SEO, Frisson, and the Craft of Language
- Emily Conyngham
- May 14, 2015
- 2 min read
The other night I walked down the river path to a gathering of Women in Communications. These ladies know how to reach out in a social setting, and even though I didn’t know a soul when I entered the room, I spent the next couple of hours conversing with informed, involved, and astute practitioners of the craft. This guild includes videographers, mediators, academics, fundraisers, authors, crisis communications specialists, and a host of other specialists. There is opportunity for storytelling in every nook and cranny of human interaction.
These communicators use words as tools, tools that can help you build a case, change a behavior or an attitude, rouse, rile, needle, cajole, inveigle, incense, entice. Words create action and reaction, and right there is where the story happens. It’s in that little sweet spot where you have a chance to make something happen between you and your reader, viewer, whoever is on the other end. Part of your job is to remember that it is one person there, and that person doesn’t consider herself an “audience” or an agglomeration of attributes.
This is where I have a problem with SEO as it is now.
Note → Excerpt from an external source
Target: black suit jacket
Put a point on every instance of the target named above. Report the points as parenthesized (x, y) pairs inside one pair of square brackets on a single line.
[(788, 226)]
Search engine optimization makes the universe of story poorer by shrinking the pool of words that are generated because they don’t rank high in Adwords. For instance, recruiters may use the same ten words to describe similar positions they are filling when in fact, performing that role in Company A may be very different from the expectations in Company B. Applicants then put the same ten words in their profiles and CVs, hoping to land those jobs. You know they are not all the same. It’s getting stuffy in here.
While the Web has made access to information infinite, it can also standardize relationships, limit vocabulary, and constrain experience within the tolerable echo chamber shared by one’s social media peers.
As I walked home from the meeting with these wordsmiths (27,100 people per month search for wordsmiths according to Google), storytellers (22,200), poets (49,500) and writers (74,000), I wondered if the pressure to increase page views will lead to loss of language and the trifling nuances that make the difference between whether I fall in love with you, or walk away.
My hope is that the people who measure these things will themselves develop more subtle ways to calibrate frisson, because it is more interesting to me to tantalize you specifically than simply engage an audience. Which would you rather be, a tantalizee or an audience? I’d like these algorithm wizards to help me do my job, which is to spark a charge in that teensy synapse when our orbits glance off each other out here in the internet.